As diretrizes criadas pela VIII Conferência Nacional da Saúde passaram a reger a Constituição Federal de 1988, que estabeleceu a saúde como direito universal à população e dever constitucional de todas as esferas.

Para Polignano (2001, p. 22), o artigo 198 da Constituição Federal de 1988 demonstra que a criação do SUS baseou-se na formulação de um modelo de saúde voltado para as necessidades da população, resgatando-se o compromisso do Estado com o bem-estar social, e consolidando-o como um dos direitos da cidadania.

E isso se deu devido ao momento político pós-ditadura militar em que a sociedade brasileira se encontrava, de luta pelo restabelecimento da democracia e por direitos e garantias fundamentais, com a busca de implementação de projetos que traduziam a ânsia pelo respeito às liberdades individuais, ao espírito democrático e aos direitos políticos, sociais e culturais.

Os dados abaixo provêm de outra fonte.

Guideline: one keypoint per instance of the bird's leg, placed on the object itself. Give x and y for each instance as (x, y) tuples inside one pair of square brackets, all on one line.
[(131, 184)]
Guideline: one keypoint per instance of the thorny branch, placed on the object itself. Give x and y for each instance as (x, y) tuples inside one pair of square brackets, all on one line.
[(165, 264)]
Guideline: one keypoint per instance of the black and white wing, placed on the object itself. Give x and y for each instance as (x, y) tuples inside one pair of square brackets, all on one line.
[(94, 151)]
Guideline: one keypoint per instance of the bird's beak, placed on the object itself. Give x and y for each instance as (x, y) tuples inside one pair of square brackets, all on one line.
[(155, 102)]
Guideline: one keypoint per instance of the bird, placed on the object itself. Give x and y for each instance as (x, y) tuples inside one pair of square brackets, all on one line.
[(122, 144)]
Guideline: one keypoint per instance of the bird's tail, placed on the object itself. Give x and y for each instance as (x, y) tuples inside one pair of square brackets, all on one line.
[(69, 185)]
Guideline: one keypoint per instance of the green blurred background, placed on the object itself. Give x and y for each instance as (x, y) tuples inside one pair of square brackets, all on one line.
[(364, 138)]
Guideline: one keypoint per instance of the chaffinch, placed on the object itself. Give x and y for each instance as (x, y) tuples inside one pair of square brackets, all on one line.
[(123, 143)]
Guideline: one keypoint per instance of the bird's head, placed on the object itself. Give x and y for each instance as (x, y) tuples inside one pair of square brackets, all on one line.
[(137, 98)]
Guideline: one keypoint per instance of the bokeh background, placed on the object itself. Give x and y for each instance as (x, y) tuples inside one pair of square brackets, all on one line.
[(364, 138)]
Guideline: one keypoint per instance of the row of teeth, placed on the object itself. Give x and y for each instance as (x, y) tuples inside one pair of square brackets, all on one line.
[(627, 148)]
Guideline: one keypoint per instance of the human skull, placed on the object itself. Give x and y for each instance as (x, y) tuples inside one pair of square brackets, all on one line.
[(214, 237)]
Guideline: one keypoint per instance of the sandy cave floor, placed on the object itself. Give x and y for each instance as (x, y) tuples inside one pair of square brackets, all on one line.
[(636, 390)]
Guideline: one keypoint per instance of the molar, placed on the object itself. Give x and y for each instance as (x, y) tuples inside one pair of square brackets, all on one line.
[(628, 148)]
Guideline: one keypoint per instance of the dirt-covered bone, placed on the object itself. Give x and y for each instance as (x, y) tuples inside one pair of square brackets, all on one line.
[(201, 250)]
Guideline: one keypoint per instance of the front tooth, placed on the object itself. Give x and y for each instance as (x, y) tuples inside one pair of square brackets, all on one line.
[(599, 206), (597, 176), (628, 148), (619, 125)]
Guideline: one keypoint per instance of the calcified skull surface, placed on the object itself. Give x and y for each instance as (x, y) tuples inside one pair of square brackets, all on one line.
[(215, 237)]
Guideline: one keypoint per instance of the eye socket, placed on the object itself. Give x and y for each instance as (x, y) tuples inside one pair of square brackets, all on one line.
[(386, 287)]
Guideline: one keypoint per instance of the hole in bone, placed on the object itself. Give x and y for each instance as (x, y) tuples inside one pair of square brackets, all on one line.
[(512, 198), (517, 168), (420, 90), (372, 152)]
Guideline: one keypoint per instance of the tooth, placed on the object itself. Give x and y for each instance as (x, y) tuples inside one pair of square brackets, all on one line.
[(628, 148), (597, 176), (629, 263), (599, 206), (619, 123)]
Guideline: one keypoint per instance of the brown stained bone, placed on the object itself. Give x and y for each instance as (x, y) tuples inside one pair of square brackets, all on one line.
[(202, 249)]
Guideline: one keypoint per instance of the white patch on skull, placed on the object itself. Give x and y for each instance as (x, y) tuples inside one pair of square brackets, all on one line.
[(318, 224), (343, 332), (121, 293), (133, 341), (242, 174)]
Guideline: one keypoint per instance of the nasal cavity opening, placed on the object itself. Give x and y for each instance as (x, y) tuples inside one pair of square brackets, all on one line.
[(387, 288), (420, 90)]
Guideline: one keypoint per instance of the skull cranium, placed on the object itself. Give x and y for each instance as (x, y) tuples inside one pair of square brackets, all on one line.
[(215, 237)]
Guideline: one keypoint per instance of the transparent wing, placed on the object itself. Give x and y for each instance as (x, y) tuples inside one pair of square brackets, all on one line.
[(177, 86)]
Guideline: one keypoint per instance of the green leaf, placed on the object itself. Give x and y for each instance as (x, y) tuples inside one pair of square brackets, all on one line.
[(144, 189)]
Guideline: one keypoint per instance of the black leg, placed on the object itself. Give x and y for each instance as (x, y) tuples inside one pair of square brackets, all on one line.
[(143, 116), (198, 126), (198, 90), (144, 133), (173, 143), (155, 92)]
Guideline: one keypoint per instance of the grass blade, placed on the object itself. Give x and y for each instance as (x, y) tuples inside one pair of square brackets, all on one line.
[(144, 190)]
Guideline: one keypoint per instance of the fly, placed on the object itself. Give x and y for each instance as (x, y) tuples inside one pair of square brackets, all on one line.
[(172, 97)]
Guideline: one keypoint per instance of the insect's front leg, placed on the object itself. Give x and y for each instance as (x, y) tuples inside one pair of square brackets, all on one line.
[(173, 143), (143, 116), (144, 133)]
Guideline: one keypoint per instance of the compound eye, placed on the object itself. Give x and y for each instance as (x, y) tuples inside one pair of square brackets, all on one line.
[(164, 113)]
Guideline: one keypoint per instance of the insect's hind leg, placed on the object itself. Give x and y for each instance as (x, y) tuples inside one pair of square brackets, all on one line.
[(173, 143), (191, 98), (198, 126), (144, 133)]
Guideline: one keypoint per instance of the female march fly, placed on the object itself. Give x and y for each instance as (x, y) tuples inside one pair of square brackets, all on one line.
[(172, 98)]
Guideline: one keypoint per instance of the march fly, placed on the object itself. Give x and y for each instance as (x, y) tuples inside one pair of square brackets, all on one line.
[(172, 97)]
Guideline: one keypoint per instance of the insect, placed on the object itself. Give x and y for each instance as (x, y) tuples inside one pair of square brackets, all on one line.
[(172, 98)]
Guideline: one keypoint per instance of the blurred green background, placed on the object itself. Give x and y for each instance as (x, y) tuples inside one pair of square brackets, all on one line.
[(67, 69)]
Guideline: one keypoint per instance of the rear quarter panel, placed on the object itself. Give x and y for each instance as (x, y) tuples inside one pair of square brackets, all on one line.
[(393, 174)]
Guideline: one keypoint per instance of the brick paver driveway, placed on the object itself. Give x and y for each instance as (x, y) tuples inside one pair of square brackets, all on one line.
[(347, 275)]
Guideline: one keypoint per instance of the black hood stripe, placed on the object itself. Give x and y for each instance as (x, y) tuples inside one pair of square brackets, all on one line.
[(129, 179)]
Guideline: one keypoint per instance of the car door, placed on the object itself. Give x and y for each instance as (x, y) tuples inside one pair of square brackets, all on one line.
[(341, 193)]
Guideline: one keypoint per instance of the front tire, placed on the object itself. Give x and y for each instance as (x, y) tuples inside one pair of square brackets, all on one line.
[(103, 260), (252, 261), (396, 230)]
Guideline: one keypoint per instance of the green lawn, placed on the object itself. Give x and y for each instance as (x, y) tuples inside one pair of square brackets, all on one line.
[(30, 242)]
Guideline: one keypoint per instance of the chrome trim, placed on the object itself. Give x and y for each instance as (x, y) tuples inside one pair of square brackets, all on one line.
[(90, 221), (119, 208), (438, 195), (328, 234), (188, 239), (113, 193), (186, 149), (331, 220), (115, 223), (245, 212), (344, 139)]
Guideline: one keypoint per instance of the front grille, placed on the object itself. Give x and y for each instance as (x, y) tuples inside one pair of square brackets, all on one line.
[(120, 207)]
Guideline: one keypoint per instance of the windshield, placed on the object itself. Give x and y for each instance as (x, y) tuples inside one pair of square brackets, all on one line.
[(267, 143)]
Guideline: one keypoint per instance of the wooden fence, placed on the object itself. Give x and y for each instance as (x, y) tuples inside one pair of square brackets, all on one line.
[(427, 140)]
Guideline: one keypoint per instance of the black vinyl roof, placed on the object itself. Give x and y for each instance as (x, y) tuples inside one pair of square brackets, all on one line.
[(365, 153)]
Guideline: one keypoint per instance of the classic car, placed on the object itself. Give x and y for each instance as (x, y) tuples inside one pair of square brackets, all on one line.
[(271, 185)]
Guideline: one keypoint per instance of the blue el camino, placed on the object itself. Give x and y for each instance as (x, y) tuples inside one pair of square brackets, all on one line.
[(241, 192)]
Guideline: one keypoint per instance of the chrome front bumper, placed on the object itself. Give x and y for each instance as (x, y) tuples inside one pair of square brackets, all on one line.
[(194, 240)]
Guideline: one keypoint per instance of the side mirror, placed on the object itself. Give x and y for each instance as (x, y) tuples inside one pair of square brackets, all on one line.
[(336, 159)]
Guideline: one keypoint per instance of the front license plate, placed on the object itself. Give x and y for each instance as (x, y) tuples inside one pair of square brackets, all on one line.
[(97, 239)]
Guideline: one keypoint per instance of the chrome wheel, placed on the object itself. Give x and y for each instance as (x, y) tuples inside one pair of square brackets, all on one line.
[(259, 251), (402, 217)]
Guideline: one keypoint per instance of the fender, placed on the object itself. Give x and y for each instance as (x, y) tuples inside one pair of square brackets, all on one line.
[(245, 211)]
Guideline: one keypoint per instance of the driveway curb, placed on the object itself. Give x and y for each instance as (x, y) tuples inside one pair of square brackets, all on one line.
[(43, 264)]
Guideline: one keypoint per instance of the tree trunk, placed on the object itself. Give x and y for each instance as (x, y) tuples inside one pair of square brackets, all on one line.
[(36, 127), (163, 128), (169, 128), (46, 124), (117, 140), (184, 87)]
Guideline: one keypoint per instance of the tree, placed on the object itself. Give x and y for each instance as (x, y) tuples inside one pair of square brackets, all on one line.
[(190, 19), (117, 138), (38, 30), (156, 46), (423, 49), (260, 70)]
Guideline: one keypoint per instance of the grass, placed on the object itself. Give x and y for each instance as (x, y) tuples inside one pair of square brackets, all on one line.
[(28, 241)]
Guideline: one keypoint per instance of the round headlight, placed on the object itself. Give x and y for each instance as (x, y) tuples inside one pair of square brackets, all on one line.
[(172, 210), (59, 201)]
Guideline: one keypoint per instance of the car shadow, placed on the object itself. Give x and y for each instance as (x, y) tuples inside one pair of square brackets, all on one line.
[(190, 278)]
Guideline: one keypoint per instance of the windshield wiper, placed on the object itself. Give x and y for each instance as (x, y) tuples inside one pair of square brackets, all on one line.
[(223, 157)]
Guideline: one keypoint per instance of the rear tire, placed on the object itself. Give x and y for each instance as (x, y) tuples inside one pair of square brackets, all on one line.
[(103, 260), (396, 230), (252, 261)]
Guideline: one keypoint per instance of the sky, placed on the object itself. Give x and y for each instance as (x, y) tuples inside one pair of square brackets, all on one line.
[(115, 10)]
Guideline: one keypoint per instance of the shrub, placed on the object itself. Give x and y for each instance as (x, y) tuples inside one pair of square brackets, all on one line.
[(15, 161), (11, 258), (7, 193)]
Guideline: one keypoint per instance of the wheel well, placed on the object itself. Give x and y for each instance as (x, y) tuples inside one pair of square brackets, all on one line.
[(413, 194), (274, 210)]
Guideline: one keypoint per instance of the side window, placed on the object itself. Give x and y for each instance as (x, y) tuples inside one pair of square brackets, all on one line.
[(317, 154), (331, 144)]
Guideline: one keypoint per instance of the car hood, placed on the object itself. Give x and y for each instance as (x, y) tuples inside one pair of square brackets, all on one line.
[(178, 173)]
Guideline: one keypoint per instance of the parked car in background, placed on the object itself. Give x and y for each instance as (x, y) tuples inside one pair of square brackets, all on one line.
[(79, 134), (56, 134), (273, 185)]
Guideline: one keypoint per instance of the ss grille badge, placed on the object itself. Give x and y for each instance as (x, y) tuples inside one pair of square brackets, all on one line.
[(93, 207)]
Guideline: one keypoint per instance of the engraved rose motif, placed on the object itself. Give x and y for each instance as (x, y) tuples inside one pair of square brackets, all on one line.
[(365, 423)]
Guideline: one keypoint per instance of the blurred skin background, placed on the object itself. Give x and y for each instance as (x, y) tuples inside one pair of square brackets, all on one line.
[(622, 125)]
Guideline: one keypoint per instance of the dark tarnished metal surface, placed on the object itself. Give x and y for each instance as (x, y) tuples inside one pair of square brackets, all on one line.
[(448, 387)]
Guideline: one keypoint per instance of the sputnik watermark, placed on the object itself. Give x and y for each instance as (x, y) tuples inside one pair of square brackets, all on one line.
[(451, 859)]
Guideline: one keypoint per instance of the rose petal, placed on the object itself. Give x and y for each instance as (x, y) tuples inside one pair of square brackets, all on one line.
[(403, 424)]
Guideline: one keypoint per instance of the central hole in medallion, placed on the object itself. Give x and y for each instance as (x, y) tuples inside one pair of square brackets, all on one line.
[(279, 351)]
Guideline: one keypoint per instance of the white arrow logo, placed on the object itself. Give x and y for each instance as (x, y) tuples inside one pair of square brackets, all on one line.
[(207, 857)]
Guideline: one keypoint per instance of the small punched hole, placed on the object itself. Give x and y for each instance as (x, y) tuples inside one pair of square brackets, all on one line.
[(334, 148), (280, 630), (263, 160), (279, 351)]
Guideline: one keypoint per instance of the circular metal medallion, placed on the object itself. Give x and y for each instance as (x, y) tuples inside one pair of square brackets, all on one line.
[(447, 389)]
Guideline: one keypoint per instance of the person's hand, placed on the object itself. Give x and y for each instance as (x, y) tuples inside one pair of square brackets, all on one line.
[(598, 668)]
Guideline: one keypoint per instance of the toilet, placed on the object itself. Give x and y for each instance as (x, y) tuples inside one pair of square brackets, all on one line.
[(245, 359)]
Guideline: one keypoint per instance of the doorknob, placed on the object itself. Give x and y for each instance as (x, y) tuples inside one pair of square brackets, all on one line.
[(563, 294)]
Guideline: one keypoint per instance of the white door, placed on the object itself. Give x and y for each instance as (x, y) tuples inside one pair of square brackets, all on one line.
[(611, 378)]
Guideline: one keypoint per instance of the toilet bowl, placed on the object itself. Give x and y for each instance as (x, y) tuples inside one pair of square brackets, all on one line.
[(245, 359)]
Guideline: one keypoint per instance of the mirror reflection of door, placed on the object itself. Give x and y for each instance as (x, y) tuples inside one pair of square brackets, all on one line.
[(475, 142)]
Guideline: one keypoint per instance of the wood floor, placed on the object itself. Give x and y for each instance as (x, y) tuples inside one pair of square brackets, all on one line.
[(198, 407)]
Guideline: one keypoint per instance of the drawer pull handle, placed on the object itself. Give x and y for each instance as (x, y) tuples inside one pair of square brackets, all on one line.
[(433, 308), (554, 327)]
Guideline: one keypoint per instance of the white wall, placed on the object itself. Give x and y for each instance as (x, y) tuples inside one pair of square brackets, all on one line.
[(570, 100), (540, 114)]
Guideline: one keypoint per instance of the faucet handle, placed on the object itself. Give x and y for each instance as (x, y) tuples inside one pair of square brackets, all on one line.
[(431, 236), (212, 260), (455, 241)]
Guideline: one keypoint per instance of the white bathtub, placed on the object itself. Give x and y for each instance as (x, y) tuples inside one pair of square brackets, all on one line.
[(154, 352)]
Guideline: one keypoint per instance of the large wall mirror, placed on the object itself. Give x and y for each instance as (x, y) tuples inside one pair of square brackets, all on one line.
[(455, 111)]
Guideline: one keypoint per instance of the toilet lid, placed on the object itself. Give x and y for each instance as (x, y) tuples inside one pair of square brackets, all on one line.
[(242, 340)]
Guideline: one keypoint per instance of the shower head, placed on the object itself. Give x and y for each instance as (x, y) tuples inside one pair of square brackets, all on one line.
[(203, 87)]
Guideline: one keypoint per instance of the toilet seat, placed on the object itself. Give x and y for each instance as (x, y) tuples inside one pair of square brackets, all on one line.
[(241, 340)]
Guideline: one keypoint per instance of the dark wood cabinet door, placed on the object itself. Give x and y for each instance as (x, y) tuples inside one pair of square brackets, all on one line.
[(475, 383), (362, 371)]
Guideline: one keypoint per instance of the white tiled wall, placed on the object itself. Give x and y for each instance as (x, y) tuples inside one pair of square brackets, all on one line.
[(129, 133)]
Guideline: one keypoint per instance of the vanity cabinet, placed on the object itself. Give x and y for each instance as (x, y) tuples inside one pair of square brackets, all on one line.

Assis e Jesus (2007, p. 162) traduzem essa ideia ao explicar que “O acesso universal aos serviços de saúde, além de ser uma garantia constitucional, é uma bandeira de luta dos movimentos sociais, nos quais essa reivindicação passou a ser um dos elementos fundamentais dos direitos de cidadania.”.

As bases do Sistema Único de Saúde foram criadas em 1986 e o Sistema foi definido na Constituição Federal de 1988, mas só foi regulado por meio da Lei 8.080 ,de 19 de setembro de 1990, que sedimentou as orientações constitucionais do modelo operacional do SUS, propondo a sua forma de organização e de funcionamento (JÚNIOR; JÚNIOR, 2006, p. 17; POLIGNANO, 2001, p. 22).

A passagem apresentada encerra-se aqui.